Since the kids already had American passports, their grandparents moved the family to Hawai‘i, where they felt they could find the closest approximation to life in Samoa while taking advantage of the opportunities offered in America. Ro was just over a year old.
Ro’s childhood was spent bouncing between different houses in Mākaha, Makakilo and Waipahu. Money is always a strain in Hawai‘i, especially for immigrants, but things got incalculably harder when Ro’s grandpa was diagnosed with Alzheimer’s disease and could no longer work. Eviction notices and new landlords were regular occurrences.
But no matter what house they were in, music was a constant. “My mom [grandma] taught choir for her church. Samoans go hard in the vocal department, so we’d always be playing local music and American pop music,” he remembers.
“That’s just the Samoan immigrant thing to do: you listen to catchy, simple stuff.”
Then he heard his first hip-hop song: “Crazy Rap” by Afroman, often mistakenly called “Colt 45.” It taught him a lesson that informs his music today. “Rap doesn’t have to be serious. Here’s this guy walking us through how he’s smashing all these girls and all the repercussions he faces,” he says. “It’s hilarious.”
During his senior year at Waipahu High School in 2017, Ro started making his own music, trading rhymes with friends and messing around with music production software on his built-from-scratch computer when he wasn’t playing Minecraft.
“Once I started, I got that buzz,” Ro says. “I just got addicted to trying to make songs better and better.”
I’m not just a kid from Hawaiʻi throwing shit into the ocean anymore.
Ro
That addiction has led to a steady deluge of buoyant and ebullient music that Ro home-cooks in a makeshift studio in his bedroom. He released his first EP, Haole, in August 2020, just to see if he could put a solo project together.
“Pouring my heart into a single project just for it to shove me a centimeter isn’t worth my time,” he says. “I’m just focused on improving on the craft, putting out better visuals, and leaking singles until my music spreads around.”
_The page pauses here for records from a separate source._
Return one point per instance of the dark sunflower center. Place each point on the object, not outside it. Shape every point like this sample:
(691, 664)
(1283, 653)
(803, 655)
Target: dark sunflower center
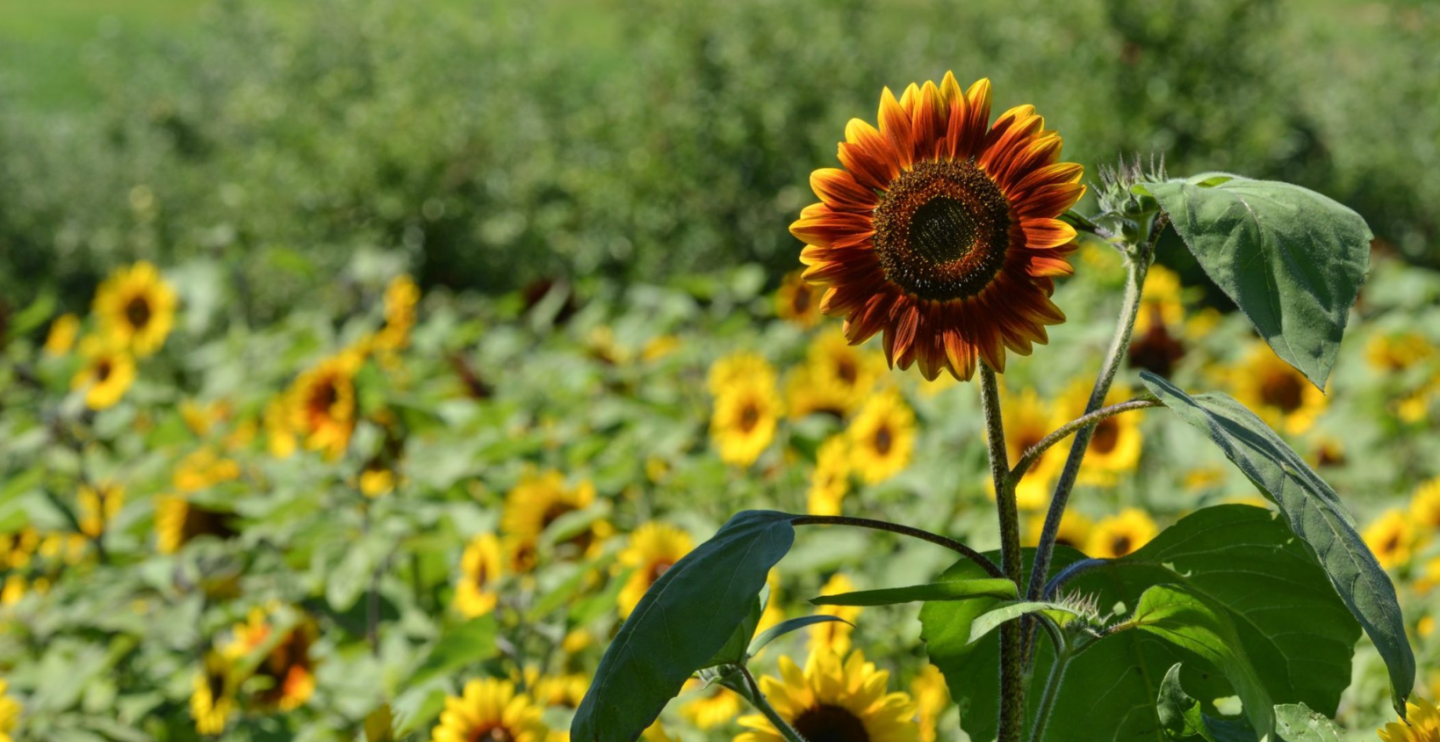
(137, 311)
(1283, 391)
(942, 229)
(1106, 434)
(831, 723)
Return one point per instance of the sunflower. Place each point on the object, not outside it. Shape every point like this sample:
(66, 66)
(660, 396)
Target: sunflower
(745, 418)
(490, 711)
(738, 368)
(1119, 535)
(941, 232)
(834, 636)
(653, 549)
(179, 522)
(213, 696)
(1422, 723)
(481, 568)
(834, 700)
(930, 698)
(713, 705)
(98, 504)
(537, 502)
(1282, 396)
(1074, 530)
(1027, 422)
(797, 301)
(105, 373)
(1391, 538)
(136, 309)
(62, 334)
(323, 404)
(882, 437)
(1115, 445)
(830, 481)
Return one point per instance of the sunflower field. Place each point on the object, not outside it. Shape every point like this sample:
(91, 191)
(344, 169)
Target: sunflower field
(336, 422)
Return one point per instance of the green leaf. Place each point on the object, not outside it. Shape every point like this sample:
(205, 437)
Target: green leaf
(788, 626)
(1193, 623)
(461, 646)
(1292, 624)
(1290, 258)
(1315, 515)
(959, 589)
(686, 617)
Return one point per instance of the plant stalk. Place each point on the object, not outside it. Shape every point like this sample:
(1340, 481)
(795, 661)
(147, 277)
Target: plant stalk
(1011, 634)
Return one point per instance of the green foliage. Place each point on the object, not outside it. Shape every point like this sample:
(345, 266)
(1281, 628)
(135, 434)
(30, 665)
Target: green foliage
(1292, 260)
(1315, 515)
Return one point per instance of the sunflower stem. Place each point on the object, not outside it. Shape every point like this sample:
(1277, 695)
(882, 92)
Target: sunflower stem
(1011, 634)
(763, 706)
(1138, 267)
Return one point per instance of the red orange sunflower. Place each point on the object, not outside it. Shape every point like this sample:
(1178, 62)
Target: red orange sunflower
(941, 229)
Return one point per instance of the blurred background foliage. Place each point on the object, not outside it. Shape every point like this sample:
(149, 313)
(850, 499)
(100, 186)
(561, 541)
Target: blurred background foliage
(494, 143)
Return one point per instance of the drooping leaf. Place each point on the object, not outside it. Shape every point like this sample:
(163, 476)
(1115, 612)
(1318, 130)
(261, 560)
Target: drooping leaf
(959, 589)
(686, 617)
(1292, 260)
(1314, 512)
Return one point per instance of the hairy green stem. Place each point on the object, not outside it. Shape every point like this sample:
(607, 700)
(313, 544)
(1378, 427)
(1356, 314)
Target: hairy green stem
(1011, 634)
(1036, 451)
(763, 706)
(905, 530)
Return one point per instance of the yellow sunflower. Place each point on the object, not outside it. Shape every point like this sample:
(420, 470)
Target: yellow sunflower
(942, 231)
(179, 522)
(712, 705)
(1119, 535)
(1115, 447)
(136, 309)
(105, 373)
(1422, 723)
(212, 702)
(797, 301)
(62, 334)
(1391, 538)
(834, 699)
(1027, 422)
(323, 404)
(490, 711)
(1276, 392)
(882, 437)
(738, 368)
(830, 481)
(833, 636)
(481, 568)
(930, 698)
(100, 504)
(653, 549)
(743, 422)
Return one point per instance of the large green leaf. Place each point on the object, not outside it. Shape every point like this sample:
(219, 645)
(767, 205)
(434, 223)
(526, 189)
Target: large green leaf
(1285, 613)
(1315, 515)
(1290, 258)
(684, 620)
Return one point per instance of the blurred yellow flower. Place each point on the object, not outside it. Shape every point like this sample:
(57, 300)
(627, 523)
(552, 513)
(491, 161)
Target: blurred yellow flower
(882, 437)
(136, 309)
(1121, 535)
(480, 568)
(830, 481)
(745, 418)
(1391, 538)
(834, 699)
(490, 709)
(61, 337)
(105, 373)
(653, 549)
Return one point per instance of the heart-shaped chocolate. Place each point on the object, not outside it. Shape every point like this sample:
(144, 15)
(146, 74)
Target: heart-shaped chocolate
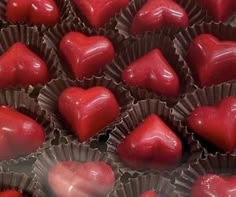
(151, 145)
(212, 61)
(216, 124)
(36, 12)
(88, 111)
(20, 135)
(156, 14)
(85, 55)
(152, 71)
(90, 179)
(214, 185)
(99, 12)
(20, 66)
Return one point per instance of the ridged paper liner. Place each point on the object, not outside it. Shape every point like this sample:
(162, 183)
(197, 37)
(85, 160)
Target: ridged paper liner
(125, 18)
(69, 152)
(221, 164)
(135, 116)
(140, 47)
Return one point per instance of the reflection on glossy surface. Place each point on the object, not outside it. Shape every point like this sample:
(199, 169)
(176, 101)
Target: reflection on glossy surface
(213, 61)
(32, 11)
(152, 71)
(211, 185)
(151, 145)
(98, 12)
(88, 111)
(217, 124)
(20, 66)
(156, 14)
(86, 56)
(19, 134)
(90, 179)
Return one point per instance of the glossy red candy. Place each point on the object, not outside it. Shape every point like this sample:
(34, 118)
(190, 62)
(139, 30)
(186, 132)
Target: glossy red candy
(88, 111)
(32, 11)
(86, 56)
(209, 58)
(151, 145)
(156, 14)
(152, 71)
(19, 134)
(98, 12)
(214, 185)
(220, 10)
(20, 66)
(90, 179)
(217, 124)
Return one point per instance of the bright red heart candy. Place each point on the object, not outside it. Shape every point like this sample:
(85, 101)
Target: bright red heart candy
(85, 55)
(99, 12)
(20, 66)
(217, 124)
(88, 111)
(36, 12)
(90, 179)
(152, 71)
(209, 58)
(220, 10)
(214, 185)
(20, 135)
(156, 14)
(151, 145)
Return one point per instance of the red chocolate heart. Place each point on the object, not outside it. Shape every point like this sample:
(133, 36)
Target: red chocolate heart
(20, 135)
(99, 12)
(86, 56)
(156, 14)
(153, 72)
(209, 58)
(88, 111)
(20, 66)
(217, 124)
(91, 179)
(220, 10)
(151, 145)
(32, 11)
(214, 185)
Hawai‘i hip-hop has been a lot of things—a rallying cry for Hawaiian rights, a look at the underbelly of local street life—but it’s never been this unapologetically fun. It’s a big part of what makes Ro unique as a rapper and singer.
But he wouldn’t call himself an artist just yet. “I’m just a brown boy trying to have fun. If I keep getting better, it will pay off,” he says. “I’m not worried about getting discovered. Talented people get discovered every day. I’m more worried about sucking when I get discovered. But when I learn what I do best and how to sound, it’s fucking over.”
Those were prophetic words. A few weeks after saying that, Ro signed a deal with the indie record label AWAL after someone there came across his music by chance.
The deal gives Ro—who has since announced a name change to 8Ro8, though it’s still pronounced the same as Ro—complete ownership and creative control over his music, with access to the record label’s distributive and promotional muscle.
“I’m not just a kid from Hawai‘i throwing shit into the ocean anymore,” he says. “Now I got a jet boat.”
On that note, “Kodak Moment” is fitting for his first hit. It’s an infectious song from a promising talent, but it will no doubt be eclipsed in the coming years—probably sooner than later with how frequently Ro releases new music.
In 10 years, we’ll remember it as the beginning of what will almost certainly be an established force by then. The melody will randomly return to us, and we’ll lapse into childhood daydreams of puppy love and sun rays peeking through palm leaves.
We’ll look back on it as a memorable moment, but just that—a moment.